Implicações políticas do projeto
A falta de declarações sobre o tema refletiria apenas a existência de pautas mais urgentes na agenda da autoridade monetária e a sensibilidade política que o assunto ganhou.
Depois que o presidente dos EUA, Donald Trump, proibiu que o Federal Reserve (Fed) criasse uma moeda digital de banco central (CBDC), o ex-deputado Eduardo Bolsonaro (PL-SP) começou a atacar o Drex.
Bolsonaro acusa o projeto de tentar controlar a vida financeira dos cidadãos, apesar dos estudos para a iniciativa no BC terem começado em 2021, ainda durante o governo de seu pai, Jair Bolsonaro.
Qual é a situação atual do Drex?
Em nota, Rogério Lucca, secretário executivo do Banco Central, disse que o Drex é um projeto estratégico do BC, parte de sua agenda institucional de inovações.

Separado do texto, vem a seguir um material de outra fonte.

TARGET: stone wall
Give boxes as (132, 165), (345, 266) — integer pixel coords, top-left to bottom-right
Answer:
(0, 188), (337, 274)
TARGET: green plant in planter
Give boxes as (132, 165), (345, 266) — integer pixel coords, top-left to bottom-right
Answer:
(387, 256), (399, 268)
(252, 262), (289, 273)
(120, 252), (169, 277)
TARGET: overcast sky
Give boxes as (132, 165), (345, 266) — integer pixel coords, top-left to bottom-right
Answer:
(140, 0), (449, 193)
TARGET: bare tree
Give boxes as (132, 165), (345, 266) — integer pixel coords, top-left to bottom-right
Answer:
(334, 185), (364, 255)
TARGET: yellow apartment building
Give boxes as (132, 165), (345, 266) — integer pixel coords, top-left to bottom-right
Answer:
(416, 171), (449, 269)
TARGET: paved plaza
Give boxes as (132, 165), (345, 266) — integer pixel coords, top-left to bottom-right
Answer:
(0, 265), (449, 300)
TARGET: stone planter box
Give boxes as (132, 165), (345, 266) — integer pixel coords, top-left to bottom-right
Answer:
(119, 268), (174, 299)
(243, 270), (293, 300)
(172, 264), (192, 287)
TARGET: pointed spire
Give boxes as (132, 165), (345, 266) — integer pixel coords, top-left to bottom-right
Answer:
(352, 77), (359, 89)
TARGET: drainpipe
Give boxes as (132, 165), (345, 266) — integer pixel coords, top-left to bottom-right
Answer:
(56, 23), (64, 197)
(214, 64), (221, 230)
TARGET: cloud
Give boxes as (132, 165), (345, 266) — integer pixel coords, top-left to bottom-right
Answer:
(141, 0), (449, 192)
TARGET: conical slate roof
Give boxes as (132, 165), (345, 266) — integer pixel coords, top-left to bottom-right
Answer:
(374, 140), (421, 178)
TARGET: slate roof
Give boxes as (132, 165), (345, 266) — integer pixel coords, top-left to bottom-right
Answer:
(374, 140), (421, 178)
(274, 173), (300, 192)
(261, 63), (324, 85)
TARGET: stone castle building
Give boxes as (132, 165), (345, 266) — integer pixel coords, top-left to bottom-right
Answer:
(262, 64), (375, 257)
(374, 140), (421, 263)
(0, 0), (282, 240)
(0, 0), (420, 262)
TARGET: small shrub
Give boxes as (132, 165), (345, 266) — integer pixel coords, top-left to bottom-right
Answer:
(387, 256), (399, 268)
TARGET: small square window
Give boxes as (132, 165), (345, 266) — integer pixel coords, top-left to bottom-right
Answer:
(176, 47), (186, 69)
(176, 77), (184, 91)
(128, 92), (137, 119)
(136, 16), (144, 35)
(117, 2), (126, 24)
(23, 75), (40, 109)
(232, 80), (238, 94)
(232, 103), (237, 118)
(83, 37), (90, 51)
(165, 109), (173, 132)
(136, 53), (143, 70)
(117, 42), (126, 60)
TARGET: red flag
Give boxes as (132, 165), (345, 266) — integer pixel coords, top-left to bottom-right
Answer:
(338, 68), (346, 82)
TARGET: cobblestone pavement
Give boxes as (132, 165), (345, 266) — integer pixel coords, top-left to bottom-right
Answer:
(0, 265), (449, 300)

“Com base nos resultados dos testes que estão sendo realizados, as equipes técnicas discutem, atualmente, possíveis passos posteriores do projeto. Os próximos passos do Drex inserem-se, ainda, na discussão conjunta com outras iniciativas, sobre tokenização de ativos e oferta de serviços pelo BC que aumentem a eficiência e a segurança do Sistema Financeiro Nacional e do Sistema de Pagamentos Brasileiro”, afirma.
Apesar dos obstáculos, as instituições financeiras que participam do Drex continuam dedicadas a colocar a nova infraestrutura de pé.
Além de já terem dedicado muito esforço e recursos no projeto, os bancos têm demonstrado cada vez mais entusiasmo com as oportunidades envolvidas em usar tokens para distribuir ativos financeiros.
Carlos Bonetti, diretor executivo de riscos e operações no banco BV, disse que está seguindo o cronograma para entregar em junho os resultados do seu teste de transações com automóveis tokenizados.
Bonetti afirma que, junto com a B3 e o Santander, o BV já conseguiu incluir a tokenização nas partes desta operação, como registro, transferência e posse, embora o “end-to-end” ainda não esteja completo. “Não percebemos nenhum tipo de mudança do engajamento do BC com o projeto”, afirma.
O Bradesco também reforçou seu apoio ao Drex, afirmando que segue em colaboração com as equipes do BC.
“Estamos comprometidos com o avanço. Os times que estão participando do desenvolvimento estão empolgados pela possibilidade de experimentação”, disse Courtnay Guimarães, chefe de ativos digitais do Bradesco.